Sound Index relies on broken-English-text analytics technology, techniques for integrating information from different modalities, and ranking technologies.
Ingestion. In an ideal world, social networking data, comments, and click streams would all have a common format that sites publish, facilitating easy download and integration of information. However, most sites lack functional application programming interfaces (APIs). As a result, screen scrapinga is the rule for data ingestion,2 problematic because screen scrapers are susceptible to (even fairly minor) changes in Web sites. Unfortunately, these changes are common, as sites strive to stay fashionable in an ever-changing cultural and business environment.
Screen scrapers also require a fair amount of monitoring and maintenance. They need to log into sites and download necessary content (such as comments and view counts), transforming it into a simple format, normally just a collection of running text comments broken out (with markup removed) for further processing.
Some sites provide really simple syndication-typeb feeds that are especially useful for ingesting aggregated data (such as total listens for a particular song). Sound Index uses a combination of screen scrapers, RSS feeds, and APIs to ingest content based on the quality and reliability of each ingestion method for a given site.

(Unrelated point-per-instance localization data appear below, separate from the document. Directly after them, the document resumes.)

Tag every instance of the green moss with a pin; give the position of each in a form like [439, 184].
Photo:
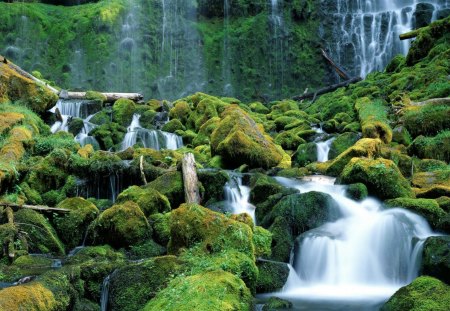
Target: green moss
[121, 226]
[149, 200]
[423, 294]
[220, 289]
[382, 177]
[72, 226]
[427, 208]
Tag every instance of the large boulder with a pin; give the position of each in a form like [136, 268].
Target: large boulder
[382, 177]
[424, 293]
[436, 258]
[239, 140]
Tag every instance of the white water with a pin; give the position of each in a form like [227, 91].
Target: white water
[364, 256]
[365, 33]
[237, 196]
[323, 148]
[154, 139]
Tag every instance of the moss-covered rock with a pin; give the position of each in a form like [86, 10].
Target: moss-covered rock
[120, 226]
[171, 186]
[132, 286]
[72, 226]
[239, 140]
[149, 200]
[220, 289]
[382, 177]
[272, 276]
[427, 208]
[424, 293]
[436, 258]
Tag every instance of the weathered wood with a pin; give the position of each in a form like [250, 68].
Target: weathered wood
[410, 35]
[434, 101]
[141, 167]
[326, 89]
[110, 97]
[35, 207]
[340, 71]
[190, 179]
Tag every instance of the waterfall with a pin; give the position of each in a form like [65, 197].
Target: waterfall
[154, 139]
[237, 196]
[105, 294]
[364, 34]
[83, 109]
[362, 258]
[323, 148]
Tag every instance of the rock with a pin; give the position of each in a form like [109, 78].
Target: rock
[427, 208]
[72, 227]
[424, 293]
[150, 201]
[436, 258]
[122, 225]
[220, 289]
[239, 140]
[382, 177]
[272, 276]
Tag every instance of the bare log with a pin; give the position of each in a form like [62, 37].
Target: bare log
[327, 89]
[141, 166]
[110, 97]
[40, 208]
[433, 101]
[190, 179]
[340, 71]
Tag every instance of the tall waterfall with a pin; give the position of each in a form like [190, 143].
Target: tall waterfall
[361, 258]
[364, 34]
[154, 139]
[237, 196]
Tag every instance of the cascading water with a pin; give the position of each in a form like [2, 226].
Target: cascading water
[237, 196]
[358, 261]
[323, 148]
[364, 34]
[154, 139]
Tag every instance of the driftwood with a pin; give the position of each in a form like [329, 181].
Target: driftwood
[110, 97]
[340, 71]
[327, 89]
[40, 208]
[190, 179]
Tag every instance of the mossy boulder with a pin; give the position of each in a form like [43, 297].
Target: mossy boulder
[423, 294]
[272, 276]
[427, 208]
[171, 186]
[42, 237]
[72, 226]
[132, 286]
[122, 225]
[436, 258]
[220, 289]
[239, 140]
[149, 200]
[382, 177]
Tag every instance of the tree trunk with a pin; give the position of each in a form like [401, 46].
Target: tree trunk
[190, 179]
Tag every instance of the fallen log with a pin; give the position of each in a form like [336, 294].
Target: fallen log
[110, 97]
[35, 207]
[190, 179]
[327, 89]
[340, 71]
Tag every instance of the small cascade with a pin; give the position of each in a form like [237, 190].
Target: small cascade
[237, 196]
[323, 148]
[83, 109]
[154, 139]
[360, 259]
[105, 294]
[364, 35]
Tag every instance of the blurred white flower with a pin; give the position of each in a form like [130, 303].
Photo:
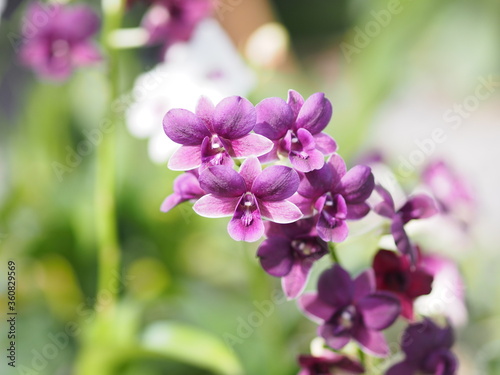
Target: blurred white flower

Providing a reliable stream of data, even from sites that are flaky and untrustworthy, is critical to Sound Index success. As such we have developed a suite of tools and techniques to deal with common error conditions and quickly identify exotic ones and bring them to the operator's attention. In addition to the sanity-checking of values, the system monitors a number of bulk statistics on the streams themselves at each step in the processing. This monitoring allows the system to detect when, say, the quantity of documents entering the database from MySpace is, say, half of what it was yesterday. The system then spot-checks the crawler statistics; if it sees the number of documents fetched per hour has decreased, some kind of format change is likely preventing the low-level parsers from correctly splitting the comments out of the discussion pages. While these bulk statistics don't tell the operator or Sound Index itself why something is not working, they are quite effective at helping reveal when something is not working.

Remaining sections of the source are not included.